Nowadays it seems every former millionaire associated with the music industry is outside their place of work ringing a bell and wearing a sandwich board that reads “The End Is Near.” Their claims are more than a little exaggerated. Just because artists and industry types can no longer enjoy all the excesses of life doesn’t mean the music industry is dying. I do believe an end is near, but rather than the end of the music industry, I think it’s the end of the opulent lifestyles that so many once associated with being in the music industry.

What does this mean for all the artists out there? It means we’re in a changing industry and artists need to reassess their goals. Do you want to live off of your music, or do you want to live in a mansion? The two aren't connected. The good news is that an industry without a promise of incredible amounts of wealth will only attract artists who actually have true artistic goals, who actually want to make music, which means the music should get better.

It’s pretty sad that the death of the major labels could be good for music. I think that speaks volumes as to how poorly run those labels have been, as well as the kind of “artists” they’ve been attracting. This huge shift is at least partially a result of people trying to measure the arts in terms of money and fiscal quarters and that, as they are finally seeing, is a recipe for disaster.

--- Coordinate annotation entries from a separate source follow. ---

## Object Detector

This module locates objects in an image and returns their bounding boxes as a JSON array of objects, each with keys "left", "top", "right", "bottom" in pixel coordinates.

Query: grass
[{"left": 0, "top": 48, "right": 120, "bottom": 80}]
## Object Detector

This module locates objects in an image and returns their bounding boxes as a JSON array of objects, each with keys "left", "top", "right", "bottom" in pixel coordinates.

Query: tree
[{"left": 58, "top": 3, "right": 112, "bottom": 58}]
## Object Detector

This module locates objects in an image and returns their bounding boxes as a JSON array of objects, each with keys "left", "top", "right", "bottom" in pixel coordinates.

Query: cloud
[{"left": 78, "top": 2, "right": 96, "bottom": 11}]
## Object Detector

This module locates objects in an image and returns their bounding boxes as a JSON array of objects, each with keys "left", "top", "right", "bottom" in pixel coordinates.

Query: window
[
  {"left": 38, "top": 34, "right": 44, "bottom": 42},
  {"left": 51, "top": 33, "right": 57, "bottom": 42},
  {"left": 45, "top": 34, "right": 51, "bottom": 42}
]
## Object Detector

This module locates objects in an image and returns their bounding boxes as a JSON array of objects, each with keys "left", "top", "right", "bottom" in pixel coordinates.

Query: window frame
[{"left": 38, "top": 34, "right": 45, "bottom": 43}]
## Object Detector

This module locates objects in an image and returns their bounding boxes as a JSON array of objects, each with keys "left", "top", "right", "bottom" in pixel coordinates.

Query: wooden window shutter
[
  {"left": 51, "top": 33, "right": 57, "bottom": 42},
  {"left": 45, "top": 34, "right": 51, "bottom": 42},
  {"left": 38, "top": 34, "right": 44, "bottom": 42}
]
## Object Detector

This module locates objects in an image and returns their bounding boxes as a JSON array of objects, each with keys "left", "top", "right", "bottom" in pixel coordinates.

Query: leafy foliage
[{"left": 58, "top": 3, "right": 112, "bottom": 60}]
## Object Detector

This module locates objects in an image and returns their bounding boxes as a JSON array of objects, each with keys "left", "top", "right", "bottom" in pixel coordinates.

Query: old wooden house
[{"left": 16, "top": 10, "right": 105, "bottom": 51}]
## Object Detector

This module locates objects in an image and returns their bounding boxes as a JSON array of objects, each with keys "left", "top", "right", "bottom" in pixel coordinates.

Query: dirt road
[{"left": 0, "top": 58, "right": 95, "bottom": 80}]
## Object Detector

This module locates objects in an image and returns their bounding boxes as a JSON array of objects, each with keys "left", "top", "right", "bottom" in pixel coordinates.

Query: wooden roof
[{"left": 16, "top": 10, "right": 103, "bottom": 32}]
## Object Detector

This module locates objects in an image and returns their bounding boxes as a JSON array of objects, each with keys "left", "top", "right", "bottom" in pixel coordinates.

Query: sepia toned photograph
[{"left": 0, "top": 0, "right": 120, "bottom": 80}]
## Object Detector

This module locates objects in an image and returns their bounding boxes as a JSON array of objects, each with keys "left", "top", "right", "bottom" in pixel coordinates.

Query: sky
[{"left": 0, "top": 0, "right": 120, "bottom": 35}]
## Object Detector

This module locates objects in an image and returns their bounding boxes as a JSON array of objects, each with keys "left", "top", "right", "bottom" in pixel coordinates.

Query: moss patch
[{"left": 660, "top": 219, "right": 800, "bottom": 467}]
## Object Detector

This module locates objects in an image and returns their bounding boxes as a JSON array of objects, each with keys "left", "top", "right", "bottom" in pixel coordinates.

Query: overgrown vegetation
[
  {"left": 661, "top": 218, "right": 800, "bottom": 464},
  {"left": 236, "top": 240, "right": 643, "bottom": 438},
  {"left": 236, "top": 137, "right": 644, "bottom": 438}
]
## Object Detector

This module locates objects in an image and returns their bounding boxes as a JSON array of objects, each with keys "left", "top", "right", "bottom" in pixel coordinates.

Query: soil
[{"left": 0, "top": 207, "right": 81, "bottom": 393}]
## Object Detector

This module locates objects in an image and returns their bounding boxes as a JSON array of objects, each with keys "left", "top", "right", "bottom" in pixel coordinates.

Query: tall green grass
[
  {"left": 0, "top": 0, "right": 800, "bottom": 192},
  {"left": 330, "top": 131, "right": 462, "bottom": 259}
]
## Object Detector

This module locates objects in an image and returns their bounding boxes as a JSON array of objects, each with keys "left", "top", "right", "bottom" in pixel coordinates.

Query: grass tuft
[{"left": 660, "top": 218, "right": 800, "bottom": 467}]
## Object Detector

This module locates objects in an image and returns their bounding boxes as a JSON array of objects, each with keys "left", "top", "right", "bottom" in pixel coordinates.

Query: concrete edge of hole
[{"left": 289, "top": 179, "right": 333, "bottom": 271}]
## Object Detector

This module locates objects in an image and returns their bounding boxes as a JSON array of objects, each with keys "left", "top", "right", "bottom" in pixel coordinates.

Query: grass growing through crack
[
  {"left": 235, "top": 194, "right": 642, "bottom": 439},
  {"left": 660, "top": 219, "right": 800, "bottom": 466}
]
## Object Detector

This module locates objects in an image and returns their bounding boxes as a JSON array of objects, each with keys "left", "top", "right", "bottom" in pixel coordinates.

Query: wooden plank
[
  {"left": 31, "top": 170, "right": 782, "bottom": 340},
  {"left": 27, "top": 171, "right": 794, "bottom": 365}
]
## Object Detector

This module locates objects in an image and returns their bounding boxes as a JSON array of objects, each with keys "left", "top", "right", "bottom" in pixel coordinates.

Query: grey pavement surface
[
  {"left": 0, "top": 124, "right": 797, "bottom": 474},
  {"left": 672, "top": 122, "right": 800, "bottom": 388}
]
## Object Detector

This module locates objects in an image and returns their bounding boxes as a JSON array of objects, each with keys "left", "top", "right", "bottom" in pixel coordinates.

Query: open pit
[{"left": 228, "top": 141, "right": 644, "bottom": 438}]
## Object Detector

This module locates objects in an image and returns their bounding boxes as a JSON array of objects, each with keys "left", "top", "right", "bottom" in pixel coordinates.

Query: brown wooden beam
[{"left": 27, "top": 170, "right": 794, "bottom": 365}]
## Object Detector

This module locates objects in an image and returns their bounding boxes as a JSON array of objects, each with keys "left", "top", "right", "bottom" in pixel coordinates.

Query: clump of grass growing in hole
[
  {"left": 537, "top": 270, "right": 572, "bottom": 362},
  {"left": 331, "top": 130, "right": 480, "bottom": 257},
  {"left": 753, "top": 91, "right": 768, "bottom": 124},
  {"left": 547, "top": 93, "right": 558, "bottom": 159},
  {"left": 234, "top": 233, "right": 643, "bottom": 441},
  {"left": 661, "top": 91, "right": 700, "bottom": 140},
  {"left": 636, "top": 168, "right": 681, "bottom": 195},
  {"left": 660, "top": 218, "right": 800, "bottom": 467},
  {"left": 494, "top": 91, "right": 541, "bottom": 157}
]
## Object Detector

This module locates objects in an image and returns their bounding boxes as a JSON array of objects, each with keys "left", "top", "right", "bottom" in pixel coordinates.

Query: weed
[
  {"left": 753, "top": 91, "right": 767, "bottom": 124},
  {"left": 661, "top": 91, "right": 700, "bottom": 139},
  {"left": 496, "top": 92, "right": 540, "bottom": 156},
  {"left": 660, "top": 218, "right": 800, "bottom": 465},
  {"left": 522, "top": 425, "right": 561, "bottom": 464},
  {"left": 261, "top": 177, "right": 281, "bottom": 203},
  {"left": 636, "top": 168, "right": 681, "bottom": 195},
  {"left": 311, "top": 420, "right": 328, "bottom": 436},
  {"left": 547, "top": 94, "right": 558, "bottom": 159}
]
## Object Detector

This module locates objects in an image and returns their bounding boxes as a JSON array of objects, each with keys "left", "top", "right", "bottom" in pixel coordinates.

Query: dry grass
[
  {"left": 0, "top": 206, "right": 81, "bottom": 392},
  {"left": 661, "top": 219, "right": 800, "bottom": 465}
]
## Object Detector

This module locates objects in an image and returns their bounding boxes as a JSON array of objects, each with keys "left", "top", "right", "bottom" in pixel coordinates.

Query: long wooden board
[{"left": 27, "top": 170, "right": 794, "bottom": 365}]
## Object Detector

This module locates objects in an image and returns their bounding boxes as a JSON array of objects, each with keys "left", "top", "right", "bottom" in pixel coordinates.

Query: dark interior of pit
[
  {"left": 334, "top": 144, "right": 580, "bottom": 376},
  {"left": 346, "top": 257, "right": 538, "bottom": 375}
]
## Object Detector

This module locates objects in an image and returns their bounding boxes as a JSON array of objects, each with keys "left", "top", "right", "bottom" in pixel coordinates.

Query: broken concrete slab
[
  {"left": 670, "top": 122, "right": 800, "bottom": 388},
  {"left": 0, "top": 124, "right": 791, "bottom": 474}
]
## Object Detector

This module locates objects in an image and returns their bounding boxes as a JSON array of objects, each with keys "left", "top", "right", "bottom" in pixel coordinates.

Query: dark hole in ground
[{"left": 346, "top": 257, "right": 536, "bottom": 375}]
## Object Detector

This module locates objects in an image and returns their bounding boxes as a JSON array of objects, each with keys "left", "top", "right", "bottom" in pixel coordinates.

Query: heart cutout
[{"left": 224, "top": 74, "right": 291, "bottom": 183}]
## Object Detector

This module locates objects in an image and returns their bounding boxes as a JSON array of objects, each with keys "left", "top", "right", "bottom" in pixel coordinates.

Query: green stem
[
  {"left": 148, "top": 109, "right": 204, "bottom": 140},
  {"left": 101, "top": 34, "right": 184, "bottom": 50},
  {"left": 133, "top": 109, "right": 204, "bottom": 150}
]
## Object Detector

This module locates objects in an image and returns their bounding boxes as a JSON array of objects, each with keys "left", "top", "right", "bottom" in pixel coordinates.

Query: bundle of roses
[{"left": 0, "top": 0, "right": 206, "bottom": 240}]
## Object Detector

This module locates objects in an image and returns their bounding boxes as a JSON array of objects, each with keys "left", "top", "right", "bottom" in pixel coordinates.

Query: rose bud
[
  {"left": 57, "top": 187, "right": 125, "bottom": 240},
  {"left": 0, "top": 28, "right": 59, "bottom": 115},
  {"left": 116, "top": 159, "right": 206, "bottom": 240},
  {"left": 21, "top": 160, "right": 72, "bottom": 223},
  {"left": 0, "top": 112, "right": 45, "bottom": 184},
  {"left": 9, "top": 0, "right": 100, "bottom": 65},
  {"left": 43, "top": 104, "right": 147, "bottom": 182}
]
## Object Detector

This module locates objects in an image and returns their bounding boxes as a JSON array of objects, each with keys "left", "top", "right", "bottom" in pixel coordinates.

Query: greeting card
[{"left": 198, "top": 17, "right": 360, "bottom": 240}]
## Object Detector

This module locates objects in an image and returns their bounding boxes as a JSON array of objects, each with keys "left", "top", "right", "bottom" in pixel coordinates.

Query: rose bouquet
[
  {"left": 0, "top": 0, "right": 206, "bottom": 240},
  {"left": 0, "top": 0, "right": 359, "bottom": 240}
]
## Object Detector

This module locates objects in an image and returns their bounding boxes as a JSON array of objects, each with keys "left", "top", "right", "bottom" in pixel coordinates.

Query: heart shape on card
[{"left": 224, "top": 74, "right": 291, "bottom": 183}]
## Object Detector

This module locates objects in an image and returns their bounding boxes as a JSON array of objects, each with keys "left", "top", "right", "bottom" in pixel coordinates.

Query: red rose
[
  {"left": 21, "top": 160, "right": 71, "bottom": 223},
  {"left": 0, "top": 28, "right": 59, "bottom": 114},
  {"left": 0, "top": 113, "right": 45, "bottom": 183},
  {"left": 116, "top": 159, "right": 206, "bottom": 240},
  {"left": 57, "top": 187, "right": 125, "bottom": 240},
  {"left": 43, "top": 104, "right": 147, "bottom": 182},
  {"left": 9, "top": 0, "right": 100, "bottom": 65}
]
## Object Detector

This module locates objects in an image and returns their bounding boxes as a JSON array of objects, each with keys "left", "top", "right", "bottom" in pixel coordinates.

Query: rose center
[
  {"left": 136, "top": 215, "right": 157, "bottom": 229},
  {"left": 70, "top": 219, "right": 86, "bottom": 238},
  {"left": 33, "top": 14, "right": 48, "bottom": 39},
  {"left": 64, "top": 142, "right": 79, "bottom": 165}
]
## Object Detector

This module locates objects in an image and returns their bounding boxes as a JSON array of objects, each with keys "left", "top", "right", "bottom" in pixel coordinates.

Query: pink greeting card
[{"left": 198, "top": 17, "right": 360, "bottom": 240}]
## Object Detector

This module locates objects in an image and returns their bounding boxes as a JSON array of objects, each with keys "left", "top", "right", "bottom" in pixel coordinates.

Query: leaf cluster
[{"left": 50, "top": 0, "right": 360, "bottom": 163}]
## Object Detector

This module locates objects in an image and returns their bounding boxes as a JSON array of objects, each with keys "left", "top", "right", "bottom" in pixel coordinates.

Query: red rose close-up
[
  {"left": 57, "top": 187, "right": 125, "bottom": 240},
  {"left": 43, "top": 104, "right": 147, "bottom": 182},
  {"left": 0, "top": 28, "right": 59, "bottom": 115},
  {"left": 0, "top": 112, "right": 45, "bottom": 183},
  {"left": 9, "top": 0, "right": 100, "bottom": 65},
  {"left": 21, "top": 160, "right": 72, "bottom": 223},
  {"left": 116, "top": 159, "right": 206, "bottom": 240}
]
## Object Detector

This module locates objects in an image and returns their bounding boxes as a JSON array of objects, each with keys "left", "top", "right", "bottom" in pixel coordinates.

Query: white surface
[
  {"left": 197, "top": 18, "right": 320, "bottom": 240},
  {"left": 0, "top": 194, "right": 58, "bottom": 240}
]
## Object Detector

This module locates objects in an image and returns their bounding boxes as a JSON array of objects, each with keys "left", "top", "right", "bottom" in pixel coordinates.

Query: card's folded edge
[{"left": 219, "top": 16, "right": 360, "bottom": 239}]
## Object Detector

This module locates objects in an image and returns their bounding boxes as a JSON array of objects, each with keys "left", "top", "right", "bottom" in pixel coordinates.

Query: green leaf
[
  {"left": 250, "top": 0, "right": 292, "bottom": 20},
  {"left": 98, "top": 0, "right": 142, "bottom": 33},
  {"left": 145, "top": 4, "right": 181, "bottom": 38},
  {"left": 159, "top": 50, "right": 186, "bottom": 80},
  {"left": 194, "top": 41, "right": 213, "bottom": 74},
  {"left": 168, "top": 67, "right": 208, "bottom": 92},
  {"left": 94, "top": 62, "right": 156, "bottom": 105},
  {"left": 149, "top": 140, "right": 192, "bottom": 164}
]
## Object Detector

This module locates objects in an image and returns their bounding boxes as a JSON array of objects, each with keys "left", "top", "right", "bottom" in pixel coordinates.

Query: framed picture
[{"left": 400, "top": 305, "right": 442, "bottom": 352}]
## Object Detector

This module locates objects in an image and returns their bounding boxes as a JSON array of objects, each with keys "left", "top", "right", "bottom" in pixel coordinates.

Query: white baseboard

If the major labels want to stay in business there’s an easy solution to their problem, they need to realize they shouldn’t be looking to compete with Fortune 500 companies and set earnings records, but instead should be looking to make the money they need to operate and focus on putting out great music. People will buy great music, that has been proven time and time again. Timeless music sells forever. It’s why classic rock albums outsell the stuff that was released just three years ago.

So if you can’t handle trading in your dreams of a Hummer for a Honda and your want for a mansion with a heated pool for a regular home, music was never your love in the first place, it was just a way you thought you could get the money you wanted. If those “artists” are the kind of causalities this major shift in the industry takes, I just want to know what we can do to speed up the process.